So what is perceived indifference? Well, the customer thought that the business just didn't care about them - or simply put - just poor service.

It good times, businesses can get away with perceived difference - it tough times, you simply can't!

If we take the above research on board, discounting is really important to only 10-15% of your customers. The reason you lose business is not because of price only - but generally poor service!

So let's look at what needs to happen to maintain your profit by discounting:

Assume sales of $3m
Gross margin of 35%
Expenses $600000
Net Profit $450000

If a discount of 5% over the board was implemented you would need to see an increase in sales volume of 16.7% to make the same profit as previous (assuming that a 16.7% increase in sales did not attract an increase in fixed costs). However, if there was no increase in sales volume, your net profit would reduce by 33.3% or $150000!

On the other hand, if we were able to increase prices by 5%, your sales volume could reduce by 12.5% and you would still make the same profit (assuming overheads remain the same). If there was no change in sales volume, your net profit would increase by 33.3% of $150000.

Now, I'm not saying that you shouldn't discount - this can be quite a legitimate strategy in certain circumstances. What I am saying is to understand the numbers and what impact this strategy can have on the bottom line before you do it. Understand that a 5% variation in price can have as much as a 33% impact on profit, not 5%!

Now, with all that out of the way, let's talk about innovation. What areas can you innovate in? The answer to this is that it is unlimited - the only really limitation being the space between your ears and the ability to make the time to work on this.

May I suggest that a starting point may be to look outside your industry, rather within it. I say that because many within your industry have a lot of experience and baggage of the past and find it difficult to look outside the box for new ideas. I think the classic example here is the Retravision experience where store owners were let down by lazy head office management that were bereaved of any innovation what so ever. The result was a decline in store sales and ultimately a collapse of the buying group that had been around for many years.
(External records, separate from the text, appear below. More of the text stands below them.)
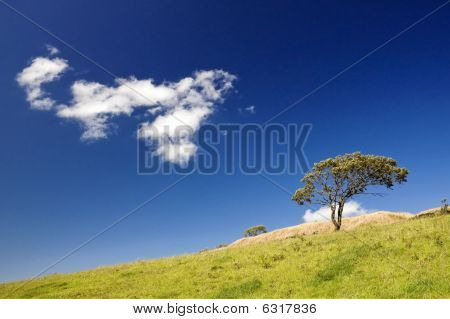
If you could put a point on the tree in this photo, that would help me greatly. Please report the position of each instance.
(333, 181)
(255, 231)
(444, 206)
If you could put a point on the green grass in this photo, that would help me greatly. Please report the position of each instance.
(409, 259)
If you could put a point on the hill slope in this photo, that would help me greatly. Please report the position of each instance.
(408, 259)
(323, 227)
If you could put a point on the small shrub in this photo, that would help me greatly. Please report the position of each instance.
(278, 257)
(265, 261)
(438, 241)
(237, 264)
(255, 231)
(296, 247)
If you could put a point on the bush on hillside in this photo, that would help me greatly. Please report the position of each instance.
(255, 231)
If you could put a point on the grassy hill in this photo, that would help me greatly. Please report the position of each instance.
(406, 259)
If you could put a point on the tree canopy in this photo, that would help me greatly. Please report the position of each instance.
(333, 181)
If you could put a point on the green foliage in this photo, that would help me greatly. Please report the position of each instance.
(255, 231)
(333, 181)
(333, 265)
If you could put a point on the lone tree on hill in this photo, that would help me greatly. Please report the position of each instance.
(333, 181)
(255, 231)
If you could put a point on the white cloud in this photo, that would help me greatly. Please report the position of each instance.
(180, 107)
(251, 109)
(41, 70)
(351, 208)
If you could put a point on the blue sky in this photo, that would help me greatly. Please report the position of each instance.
(58, 190)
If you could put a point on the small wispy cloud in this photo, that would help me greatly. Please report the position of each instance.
(41, 70)
(51, 49)
(251, 109)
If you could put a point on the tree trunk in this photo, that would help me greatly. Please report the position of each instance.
(333, 218)
(340, 210)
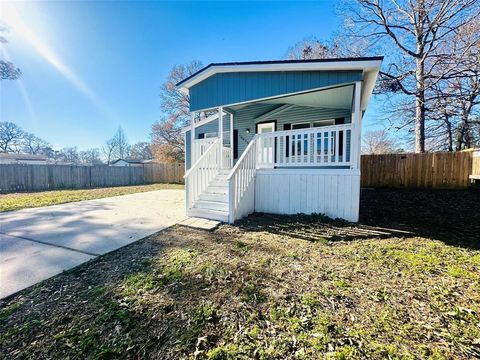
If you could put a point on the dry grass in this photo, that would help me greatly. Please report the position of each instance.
(272, 287)
(17, 201)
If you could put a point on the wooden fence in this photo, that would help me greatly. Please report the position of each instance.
(164, 173)
(17, 177)
(450, 170)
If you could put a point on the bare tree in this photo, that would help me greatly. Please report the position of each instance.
(11, 137)
(32, 144)
(312, 48)
(90, 157)
(141, 151)
(108, 150)
(69, 155)
(412, 32)
(122, 148)
(166, 135)
(379, 142)
(8, 71)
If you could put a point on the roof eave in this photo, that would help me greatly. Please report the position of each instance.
(363, 64)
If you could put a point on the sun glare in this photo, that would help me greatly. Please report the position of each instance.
(11, 17)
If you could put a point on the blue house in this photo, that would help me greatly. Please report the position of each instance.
(276, 136)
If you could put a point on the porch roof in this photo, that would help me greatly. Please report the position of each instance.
(227, 84)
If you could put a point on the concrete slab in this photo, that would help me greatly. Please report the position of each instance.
(24, 263)
(98, 226)
(42, 242)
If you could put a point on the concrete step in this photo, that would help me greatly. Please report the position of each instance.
(211, 205)
(214, 197)
(208, 214)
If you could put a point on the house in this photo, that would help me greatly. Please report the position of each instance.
(126, 162)
(28, 159)
(277, 137)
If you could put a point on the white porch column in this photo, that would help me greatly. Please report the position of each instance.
(231, 140)
(357, 125)
(192, 137)
(220, 134)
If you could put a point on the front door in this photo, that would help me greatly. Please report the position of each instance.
(267, 146)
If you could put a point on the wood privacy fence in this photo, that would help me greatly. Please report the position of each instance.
(429, 170)
(19, 177)
(164, 173)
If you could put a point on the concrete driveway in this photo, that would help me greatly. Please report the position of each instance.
(36, 244)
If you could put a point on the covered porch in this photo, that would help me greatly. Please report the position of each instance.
(302, 142)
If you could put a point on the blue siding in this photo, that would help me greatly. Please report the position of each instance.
(231, 88)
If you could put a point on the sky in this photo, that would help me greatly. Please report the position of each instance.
(89, 67)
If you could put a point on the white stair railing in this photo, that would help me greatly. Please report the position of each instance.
(241, 184)
(202, 172)
(312, 147)
(200, 146)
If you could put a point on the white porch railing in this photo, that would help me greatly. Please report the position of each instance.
(241, 183)
(200, 146)
(202, 172)
(226, 158)
(320, 146)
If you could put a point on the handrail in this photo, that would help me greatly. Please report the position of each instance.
(241, 184)
(324, 146)
(199, 161)
(244, 154)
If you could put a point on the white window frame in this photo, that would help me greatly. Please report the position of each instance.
(332, 122)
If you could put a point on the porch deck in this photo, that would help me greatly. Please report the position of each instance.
(241, 160)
I do not profess to be an expert at innovative thinking by any means. However, I'll give you some areas to start:

* Products
* Services
* Presentation - store/team/merchandising
* Delivery of products/services
* Customer Service Standards
* Mobile technology
* Web presence
* Store layout/location
* Education - team/customers
* Social Media

Obviously, this is not an exhaustive list - but hopefully it may assist in getting you started.
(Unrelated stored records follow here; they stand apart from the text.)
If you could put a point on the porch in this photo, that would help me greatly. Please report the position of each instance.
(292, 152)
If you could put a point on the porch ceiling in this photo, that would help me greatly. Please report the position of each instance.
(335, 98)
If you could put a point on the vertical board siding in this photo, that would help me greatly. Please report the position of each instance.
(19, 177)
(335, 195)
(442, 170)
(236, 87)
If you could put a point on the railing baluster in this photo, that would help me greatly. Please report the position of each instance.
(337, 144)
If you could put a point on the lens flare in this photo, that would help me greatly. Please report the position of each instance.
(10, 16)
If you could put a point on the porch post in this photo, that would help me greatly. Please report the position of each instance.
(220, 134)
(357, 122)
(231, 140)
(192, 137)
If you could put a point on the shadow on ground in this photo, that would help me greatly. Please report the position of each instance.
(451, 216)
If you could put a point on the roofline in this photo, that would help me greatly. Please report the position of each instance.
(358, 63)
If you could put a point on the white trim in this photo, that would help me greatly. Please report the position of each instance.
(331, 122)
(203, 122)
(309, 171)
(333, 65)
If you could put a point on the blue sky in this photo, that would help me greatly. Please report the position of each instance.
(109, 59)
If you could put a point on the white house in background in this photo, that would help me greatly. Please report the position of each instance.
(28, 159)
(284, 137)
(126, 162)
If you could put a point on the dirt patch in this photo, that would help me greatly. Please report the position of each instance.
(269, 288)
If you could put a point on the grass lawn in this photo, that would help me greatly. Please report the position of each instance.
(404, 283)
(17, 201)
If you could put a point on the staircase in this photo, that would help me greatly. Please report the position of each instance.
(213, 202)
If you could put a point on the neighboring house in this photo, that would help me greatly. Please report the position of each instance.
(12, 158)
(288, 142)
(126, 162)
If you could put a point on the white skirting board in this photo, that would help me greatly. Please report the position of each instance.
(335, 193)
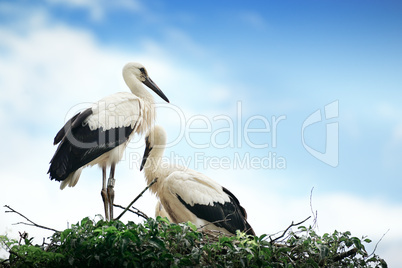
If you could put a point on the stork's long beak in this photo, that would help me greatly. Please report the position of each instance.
(148, 149)
(149, 83)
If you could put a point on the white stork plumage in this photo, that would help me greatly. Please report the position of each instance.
(100, 134)
(187, 195)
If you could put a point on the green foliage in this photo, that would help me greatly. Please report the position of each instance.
(157, 243)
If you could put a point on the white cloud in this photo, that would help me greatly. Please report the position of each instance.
(51, 67)
(98, 9)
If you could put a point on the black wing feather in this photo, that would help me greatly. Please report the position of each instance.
(229, 215)
(74, 122)
(80, 145)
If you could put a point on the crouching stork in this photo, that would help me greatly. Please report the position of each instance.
(187, 195)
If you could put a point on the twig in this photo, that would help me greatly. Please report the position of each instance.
(312, 210)
(137, 211)
(287, 229)
(345, 254)
(135, 199)
(217, 221)
(31, 222)
(375, 248)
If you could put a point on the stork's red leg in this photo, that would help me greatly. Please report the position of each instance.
(110, 190)
(105, 195)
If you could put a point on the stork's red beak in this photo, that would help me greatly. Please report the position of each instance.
(149, 83)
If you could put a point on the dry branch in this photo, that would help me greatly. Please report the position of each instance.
(135, 199)
(287, 229)
(134, 210)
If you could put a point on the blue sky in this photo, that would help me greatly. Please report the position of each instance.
(273, 58)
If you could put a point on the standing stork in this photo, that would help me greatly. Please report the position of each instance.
(187, 195)
(100, 134)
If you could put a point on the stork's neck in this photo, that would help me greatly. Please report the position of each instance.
(138, 89)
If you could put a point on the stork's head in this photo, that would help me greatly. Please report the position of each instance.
(137, 70)
(155, 142)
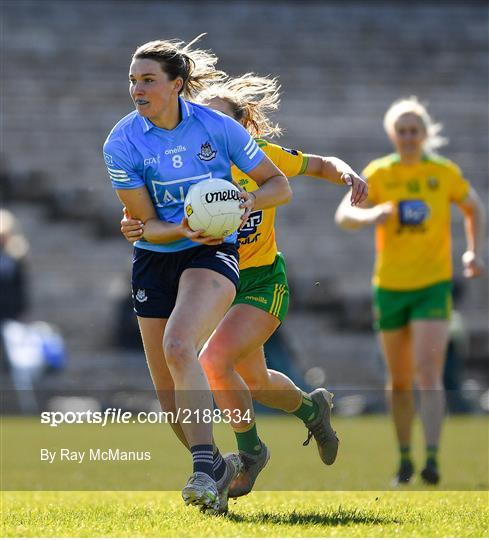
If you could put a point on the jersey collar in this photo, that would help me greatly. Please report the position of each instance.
(185, 108)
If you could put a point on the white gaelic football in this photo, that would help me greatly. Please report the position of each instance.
(213, 206)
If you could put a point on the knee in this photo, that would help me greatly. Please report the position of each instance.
(216, 360)
(257, 382)
(178, 351)
(400, 384)
(429, 379)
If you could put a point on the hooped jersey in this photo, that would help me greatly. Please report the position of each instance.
(257, 245)
(413, 248)
(168, 162)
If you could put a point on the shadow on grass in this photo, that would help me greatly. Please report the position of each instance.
(332, 517)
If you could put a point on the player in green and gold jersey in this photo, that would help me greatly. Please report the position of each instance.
(410, 193)
(233, 358)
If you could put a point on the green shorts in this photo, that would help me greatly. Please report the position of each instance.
(266, 288)
(394, 309)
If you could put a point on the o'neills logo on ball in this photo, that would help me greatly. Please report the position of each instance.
(222, 196)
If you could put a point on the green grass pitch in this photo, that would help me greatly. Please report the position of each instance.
(365, 506)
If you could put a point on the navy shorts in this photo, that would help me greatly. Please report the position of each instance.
(155, 275)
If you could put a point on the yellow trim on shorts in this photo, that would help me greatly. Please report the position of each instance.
(278, 296)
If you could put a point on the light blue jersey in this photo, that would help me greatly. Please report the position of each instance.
(168, 162)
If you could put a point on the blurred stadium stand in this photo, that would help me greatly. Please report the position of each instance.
(340, 63)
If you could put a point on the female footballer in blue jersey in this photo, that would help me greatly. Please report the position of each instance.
(234, 358)
(183, 283)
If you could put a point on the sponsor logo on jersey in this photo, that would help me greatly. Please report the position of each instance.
(250, 227)
(413, 186)
(206, 152)
(176, 150)
(153, 160)
(222, 196)
(108, 159)
(141, 295)
(290, 151)
(413, 212)
(260, 299)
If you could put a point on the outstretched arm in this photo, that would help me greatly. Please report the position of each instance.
(475, 227)
(355, 217)
(337, 171)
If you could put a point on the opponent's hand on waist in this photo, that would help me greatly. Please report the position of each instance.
(198, 236)
(132, 229)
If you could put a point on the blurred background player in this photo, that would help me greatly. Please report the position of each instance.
(153, 157)
(234, 358)
(410, 193)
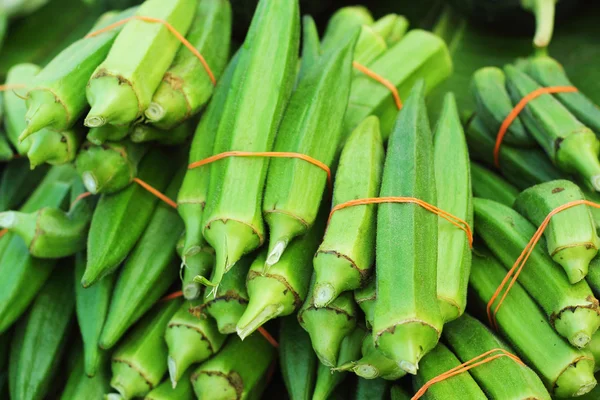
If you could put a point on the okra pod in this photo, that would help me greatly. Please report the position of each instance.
(231, 298)
(347, 254)
(140, 361)
(109, 167)
(489, 185)
(570, 308)
(408, 321)
(454, 194)
(565, 370)
(148, 272)
(570, 145)
(238, 371)
(191, 338)
(56, 99)
(186, 87)
(571, 237)
(429, 60)
(502, 378)
(294, 188)
(120, 91)
(40, 338)
(461, 386)
(327, 326)
(493, 104)
(297, 359)
(233, 222)
(120, 219)
(548, 72)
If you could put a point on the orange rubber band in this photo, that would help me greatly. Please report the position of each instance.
(271, 154)
(464, 367)
(520, 262)
(375, 76)
(459, 223)
(170, 27)
(520, 107)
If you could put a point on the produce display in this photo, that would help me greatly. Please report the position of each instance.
(303, 211)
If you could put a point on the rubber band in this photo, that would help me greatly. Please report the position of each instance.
(520, 262)
(172, 29)
(520, 107)
(458, 222)
(464, 367)
(270, 154)
(375, 76)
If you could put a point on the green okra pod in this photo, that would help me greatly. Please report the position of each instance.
(121, 87)
(120, 219)
(186, 86)
(571, 237)
(347, 254)
(297, 359)
(230, 300)
(148, 272)
(22, 274)
(40, 338)
(408, 321)
(489, 185)
(56, 99)
(191, 338)
(461, 386)
(565, 370)
(570, 145)
(327, 326)
(109, 167)
(140, 361)
(493, 104)
(233, 222)
(548, 72)
(238, 371)
(294, 187)
(502, 378)
(454, 195)
(570, 308)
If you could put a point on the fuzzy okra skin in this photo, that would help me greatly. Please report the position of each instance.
(191, 338)
(297, 359)
(40, 338)
(408, 321)
(502, 378)
(109, 167)
(493, 104)
(121, 87)
(461, 386)
(294, 188)
(149, 271)
(346, 256)
(327, 326)
(233, 223)
(230, 300)
(429, 60)
(565, 370)
(22, 274)
(570, 235)
(56, 99)
(572, 146)
(140, 361)
(489, 185)
(454, 194)
(548, 72)
(238, 371)
(186, 87)
(120, 219)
One thing that I would strongly recommend to you would be to join LinkedIn (www.linkedin.com) and join one or more of the many special interest groups that have been established. There are many retail, on line retail and other professional groups on LinkedIn than can provide wonderful insights and information relating to business innovations that you could incorporate into your business. Plus, each of the groups provides you with a forum to ask questions - there are many eager contributors only to pleased to assist you with your queries.

And finally, with any major innovation, I strongly recommend you test/test/test your possible innovations before full implementation. Who can forget Coca Cola's "New Coke" disaster of the late 80's, early 90's!